Radu Greab fixed a problem where lvalue subs weren’t properly imposing list context on the assignment; this causes all sorts of problems when you have

    (lvalue1(), lvalue2()) = split ' ', '1 2 3 4';

as split doesn’t see the right number of elements to populate. This led to a discussion of the curious and undocumented PL_modcount. This variable tells Perl how many things to fill up - it’s actually only used in the case of split. However, it uses the number 10000 as a signifier for “this is going to be in list context, so just keep filling”. Jarkko, after possibly one too many games of wumpus raised objection to this undocumented, unmacroified bizarre magic number. However, both the magic number and the lvalue split bug got tidied up.

Linux large file support

Richard Soderberg had a valiant crack at getting large file support to work under Linux, and concluded that he had to include the file features.h to make things work; after a little more messing around, he found that -D_GNU_SOURCE should also turn on the required 64-bit types. Russ Allbery piped up saying that -D_GNU_SOURCE ought to be more than enough - if it wasn’t, there was a bug in glibc. (It looked for a fun moment that features.h was somewhat ironically named.)
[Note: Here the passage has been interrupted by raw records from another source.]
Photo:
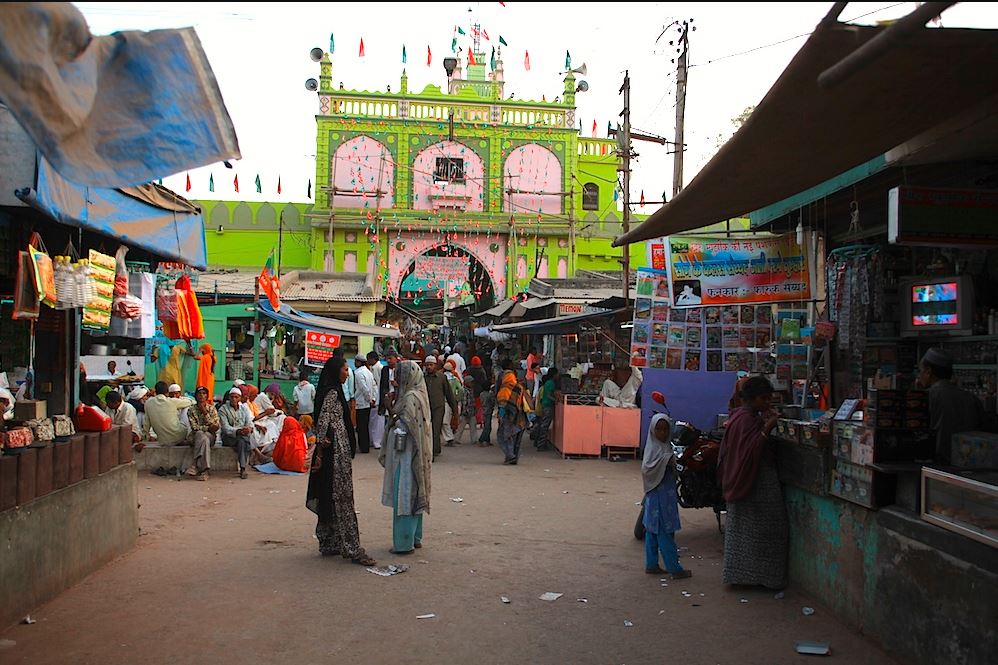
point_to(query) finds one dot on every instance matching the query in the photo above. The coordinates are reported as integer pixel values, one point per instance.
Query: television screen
(935, 304)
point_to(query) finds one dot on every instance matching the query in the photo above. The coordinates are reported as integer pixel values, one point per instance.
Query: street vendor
(621, 390)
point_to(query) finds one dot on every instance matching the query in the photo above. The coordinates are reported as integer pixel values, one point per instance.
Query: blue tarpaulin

Andreas said that his experience had been that upgrading his kernel, making the kernel headers available and then rebuilding glibc had magically given him large file support with no changes to Perl required - just a reconfigure and recompile. Linux users take note!

Calls for papers

Nat Torkington reminded us that the Perl Conference call for papers has been published, and gave a few ideas for papers that Perl porters could give. We’re trying to press-gang someone into giving a paper on how the regular expression engine actually works, but the usual suspects have gone very quiet.

Rich Lafferty also remarked that the equally worthy Yet Another Perl Conference was also seeking papers.